The video first shows the arrest of Bun Khing Mongkul Panha, 21, who goes by the online names Sex Machine and Black Cyber. It shows police knocking on his door and officers searching his room, uncovering CDs, a Guy Fawkes mask, and opposition CNRP paraphernalia. It then cuts to a scene of police arresting the second alleged hacker, Chou Songheng, 21, who goes by Zoro.
The two men were arrested April 7 following an eight-month operation by the National Police and the U.S. Federal Bureau of Investigation (F.B.I.), but were held secretly for over two weeks until their arrest was announced on Tuesday.
They stand accused of hacking 30 government websites and some private sector sites.
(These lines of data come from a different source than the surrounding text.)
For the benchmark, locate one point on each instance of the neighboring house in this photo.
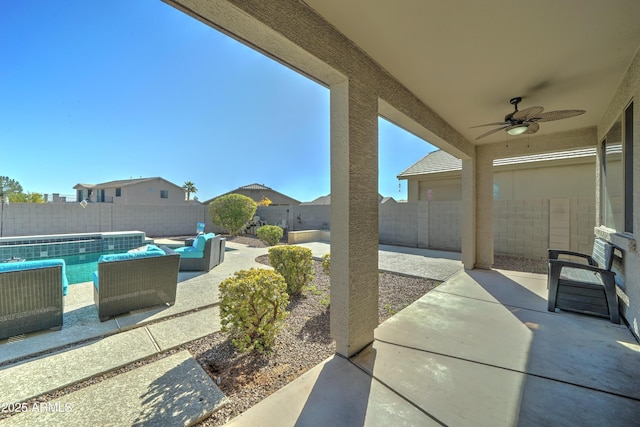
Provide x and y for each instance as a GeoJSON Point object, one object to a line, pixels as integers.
{"type": "Point", "coordinates": [258, 191]}
{"type": "Point", "coordinates": [142, 191]}
{"type": "Point", "coordinates": [572, 173]}
{"type": "Point", "coordinates": [326, 200]}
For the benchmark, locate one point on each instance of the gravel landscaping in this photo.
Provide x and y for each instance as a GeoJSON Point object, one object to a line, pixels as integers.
{"type": "Point", "coordinates": [303, 343]}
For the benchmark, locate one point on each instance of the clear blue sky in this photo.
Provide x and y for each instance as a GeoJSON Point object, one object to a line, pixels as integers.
{"type": "Point", "coordinates": [95, 91]}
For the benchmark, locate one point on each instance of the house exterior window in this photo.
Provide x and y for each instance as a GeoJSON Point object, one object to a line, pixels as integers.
{"type": "Point", "coordinates": [617, 167]}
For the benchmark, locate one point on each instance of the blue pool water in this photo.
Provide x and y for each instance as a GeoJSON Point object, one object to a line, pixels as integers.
{"type": "Point", "coordinates": [80, 268]}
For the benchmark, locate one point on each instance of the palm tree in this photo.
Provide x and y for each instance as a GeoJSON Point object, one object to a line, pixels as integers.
{"type": "Point", "coordinates": [189, 187]}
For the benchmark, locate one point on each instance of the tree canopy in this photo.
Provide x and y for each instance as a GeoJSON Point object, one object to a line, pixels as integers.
{"type": "Point", "coordinates": [232, 212]}
{"type": "Point", "coordinates": [12, 191]}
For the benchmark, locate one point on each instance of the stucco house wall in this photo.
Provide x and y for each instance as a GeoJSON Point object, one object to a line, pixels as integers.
{"type": "Point", "coordinates": [513, 179]}
{"type": "Point", "coordinates": [142, 191]}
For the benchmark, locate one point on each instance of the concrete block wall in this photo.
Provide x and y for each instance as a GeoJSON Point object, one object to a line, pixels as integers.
{"type": "Point", "coordinates": [401, 224]}
{"type": "Point", "coordinates": [445, 225]}
{"type": "Point", "coordinates": [24, 219]}
{"type": "Point", "coordinates": [299, 217]}
{"type": "Point", "coordinates": [582, 217]}
{"type": "Point", "coordinates": [521, 228]}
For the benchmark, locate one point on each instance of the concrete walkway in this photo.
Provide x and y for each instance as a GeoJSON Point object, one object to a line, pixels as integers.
{"type": "Point", "coordinates": [85, 348]}
{"type": "Point", "coordinates": [427, 263]}
{"type": "Point", "coordinates": [479, 350]}
{"type": "Point", "coordinates": [171, 391]}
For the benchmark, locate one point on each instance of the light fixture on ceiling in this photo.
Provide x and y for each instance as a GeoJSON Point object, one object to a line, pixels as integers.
{"type": "Point", "coordinates": [518, 130]}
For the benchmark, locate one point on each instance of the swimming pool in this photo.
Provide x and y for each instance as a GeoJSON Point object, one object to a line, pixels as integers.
{"type": "Point", "coordinates": [80, 251]}
{"type": "Point", "coordinates": [80, 268]}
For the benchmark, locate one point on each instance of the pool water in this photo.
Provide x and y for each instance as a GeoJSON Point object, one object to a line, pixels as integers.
{"type": "Point", "coordinates": [80, 268]}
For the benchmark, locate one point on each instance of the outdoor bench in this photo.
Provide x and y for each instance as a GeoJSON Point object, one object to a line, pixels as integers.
{"type": "Point", "coordinates": [205, 252]}
{"type": "Point", "coordinates": [31, 296]}
{"type": "Point", "coordinates": [584, 288]}
{"type": "Point", "coordinates": [135, 280]}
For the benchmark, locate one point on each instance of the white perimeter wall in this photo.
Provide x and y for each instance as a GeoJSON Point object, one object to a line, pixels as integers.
{"type": "Point", "coordinates": [521, 227]}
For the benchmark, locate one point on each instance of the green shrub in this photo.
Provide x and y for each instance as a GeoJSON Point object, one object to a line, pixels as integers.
{"type": "Point", "coordinates": [270, 234]}
{"type": "Point", "coordinates": [295, 264]}
{"type": "Point", "coordinates": [326, 264]}
{"type": "Point", "coordinates": [232, 212]}
{"type": "Point", "coordinates": [253, 307]}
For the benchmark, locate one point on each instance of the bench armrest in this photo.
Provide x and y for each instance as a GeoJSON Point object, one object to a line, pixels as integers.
{"type": "Point", "coordinates": [560, 263]}
{"type": "Point", "coordinates": [554, 253]}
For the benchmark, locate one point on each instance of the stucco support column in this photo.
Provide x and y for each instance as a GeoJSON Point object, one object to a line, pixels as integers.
{"type": "Point", "coordinates": [468, 213]}
{"type": "Point", "coordinates": [484, 208]}
{"type": "Point", "coordinates": [354, 216]}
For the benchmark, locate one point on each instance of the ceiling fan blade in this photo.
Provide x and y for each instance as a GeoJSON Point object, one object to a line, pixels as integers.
{"type": "Point", "coordinates": [491, 124]}
{"type": "Point", "coordinates": [532, 128]}
{"type": "Point", "coordinates": [491, 131]}
{"type": "Point", "coordinates": [527, 113]}
{"type": "Point", "coordinates": [558, 115]}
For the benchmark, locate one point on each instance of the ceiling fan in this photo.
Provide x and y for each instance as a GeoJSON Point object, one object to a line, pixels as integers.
{"type": "Point", "coordinates": [526, 121]}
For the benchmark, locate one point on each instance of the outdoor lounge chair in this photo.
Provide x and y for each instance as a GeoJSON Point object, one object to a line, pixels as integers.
{"type": "Point", "coordinates": [134, 281]}
{"type": "Point", "coordinates": [205, 252]}
{"type": "Point", "coordinates": [584, 288]}
{"type": "Point", "coordinates": [31, 296]}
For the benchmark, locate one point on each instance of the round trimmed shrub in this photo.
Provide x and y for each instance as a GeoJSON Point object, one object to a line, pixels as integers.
{"type": "Point", "coordinates": [270, 234]}
{"type": "Point", "coordinates": [295, 264]}
{"type": "Point", "coordinates": [253, 308]}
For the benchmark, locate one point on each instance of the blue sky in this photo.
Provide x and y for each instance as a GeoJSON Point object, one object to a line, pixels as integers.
{"type": "Point", "coordinates": [94, 91]}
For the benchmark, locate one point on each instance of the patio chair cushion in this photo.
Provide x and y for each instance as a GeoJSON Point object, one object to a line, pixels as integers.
{"type": "Point", "coordinates": [30, 265]}
{"type": "Point", "coordinates": [190, 252]}
{"type": "Point", "coordinates": [152, 250]}
{"type": "Point", "coordinates": [200, 241]}
{"type": "Point", "coordinates": [584, 276]}
{"type": "Point", "coordinates": [196, 250]}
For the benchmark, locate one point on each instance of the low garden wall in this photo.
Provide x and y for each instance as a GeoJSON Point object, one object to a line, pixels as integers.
{"type": "Point", "coordinates": [521, 227]}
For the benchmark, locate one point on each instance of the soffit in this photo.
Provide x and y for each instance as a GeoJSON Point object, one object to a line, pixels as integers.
{"type": "Point", "coordinates": [465, 59]}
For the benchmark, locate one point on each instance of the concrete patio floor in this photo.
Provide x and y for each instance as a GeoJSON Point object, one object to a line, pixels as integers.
{"type": "Point", "coordinates": [479, 350]}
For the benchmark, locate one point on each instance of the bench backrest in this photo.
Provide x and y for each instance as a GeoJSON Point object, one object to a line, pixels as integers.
{"type": "Point", "coordinates": [602, 253]}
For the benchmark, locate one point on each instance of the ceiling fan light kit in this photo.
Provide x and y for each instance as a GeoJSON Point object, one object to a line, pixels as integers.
{"type": "Point", "coordinates": [526, 121]}
{"type": "Point", "coordinates": [518, 130]}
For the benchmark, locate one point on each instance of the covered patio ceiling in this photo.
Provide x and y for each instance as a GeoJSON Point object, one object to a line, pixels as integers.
{"type": "Point", "coordinates": [466, 59]}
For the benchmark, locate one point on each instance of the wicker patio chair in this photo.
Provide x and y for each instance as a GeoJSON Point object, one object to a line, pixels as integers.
{"type": "Point", "coordinates": [135, 284]}
{"type": "Point", "coordinates": [31, 300]}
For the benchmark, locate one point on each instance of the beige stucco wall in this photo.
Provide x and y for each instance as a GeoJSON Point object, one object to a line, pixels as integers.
{"type": "Point", "coordinates": [629, 293]}
{"type": "Point", "coordinates": [530, 181]}
{"type": "Point", "coordinates": [148, 193]}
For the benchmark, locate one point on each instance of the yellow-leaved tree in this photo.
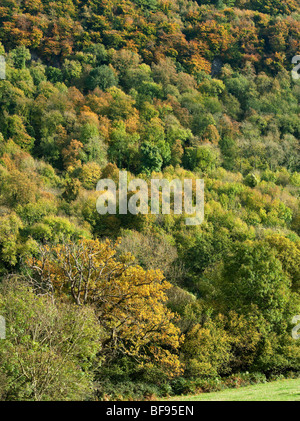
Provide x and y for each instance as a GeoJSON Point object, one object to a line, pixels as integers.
{"type": "Point", "coordinates": [130, 302]}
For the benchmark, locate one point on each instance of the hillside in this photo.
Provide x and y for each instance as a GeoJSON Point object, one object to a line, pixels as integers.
{"type": "Point", "coordinates": [118, 306]}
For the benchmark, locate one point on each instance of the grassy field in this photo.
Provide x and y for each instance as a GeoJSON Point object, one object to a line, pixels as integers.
{"type": "Point", "coordinates": [281, 390]}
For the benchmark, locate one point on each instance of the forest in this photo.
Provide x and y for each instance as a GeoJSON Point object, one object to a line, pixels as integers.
{"type": "Point", "coordinates": [139, 307]}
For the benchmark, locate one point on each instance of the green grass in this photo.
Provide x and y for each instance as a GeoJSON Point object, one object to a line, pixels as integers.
{"type": "Point", "coordinates": [281, 390]}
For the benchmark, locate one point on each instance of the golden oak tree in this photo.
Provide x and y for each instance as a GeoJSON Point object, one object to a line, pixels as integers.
{"type": "Point", "coordinates": [129, 301]}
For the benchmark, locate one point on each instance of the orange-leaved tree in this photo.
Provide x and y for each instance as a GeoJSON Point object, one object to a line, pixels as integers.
{"type": "Point", "coordinates": [129, 301]}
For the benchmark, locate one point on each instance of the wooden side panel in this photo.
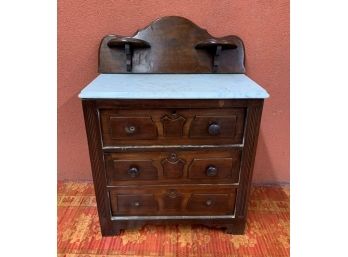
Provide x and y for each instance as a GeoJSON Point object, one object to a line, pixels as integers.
{"type": "Point", "coordinates": [97, 163]}
{"type": "Point", "coordinates": [173, 200]}
{"type": "Point", "coordinates": [174, 45]}
{"type": "Point", "coordinates": [157, 126]}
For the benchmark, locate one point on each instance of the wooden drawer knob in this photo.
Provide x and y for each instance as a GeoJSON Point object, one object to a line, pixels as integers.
{"type": "Point", "coordinates": [214, 129]}
{"type": "Point", "coordinates": [211, 171]}
{"type": "Point", "coordinates": [133, 172]}
{"type": "Point", "coordinates": [130, 130]}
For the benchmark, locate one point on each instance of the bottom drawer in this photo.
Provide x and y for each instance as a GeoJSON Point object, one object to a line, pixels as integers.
{"type": "Point", "coordinates": [169, 200]}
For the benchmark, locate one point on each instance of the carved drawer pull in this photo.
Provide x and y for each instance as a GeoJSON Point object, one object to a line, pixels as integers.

Since Cambodia currently has no cybercrime law, the two were arrested under offenses in the Cambodian Criminal Code that relate to information technology: unauthorized access to an automated data processing system; obstructing the functioning of an automated data processing system; and the fraudulent introduction, deletion or modification of data.
Mr. Panha has confessed to the crimes, while Mr. Songheng said he was only Mr. Panha’s student, according to a National Police statement released Tuesday.
Dim Chaoseng, the lawyer for Mr. Panha and Mr. Songheng, said Wednesday that his clients have already been charged by the Phnom Penh Municipal Court, but that he did not know what the specific charges were or when they had been laid.
“My clients have been accused of two counts, and the court is still questioning them,” he said, adding that he had not yet received a copy of the case file from the court.
Lieutenant General Chhay Sinarith, director of the Ministry of Interior’s internal security department, which is leading the investigation, declined to comment Wednesday. He said Tuesday that the investigation was “ongoing.”
The FBI’s role in the investigation is unclear, but U.S. Embassy cables leaked by anti-secrecy group WikiLeaks show there is a strong relationship between Lt. Gen. Sinarith’s internal security department and the U.S. government.
The cables show that 17 members of the internal security department, including Lt. Gen. Sinarith himself, were nominated to attend a number of U.S. training events in 2009 and 2010.
These included an International Law Enforcement Academy class on “basic intelligence collection and analysis,” and a computer crime investigation course given by the F.B.I.
A spokesman for the U.S. Embassy has declined to comment on the case.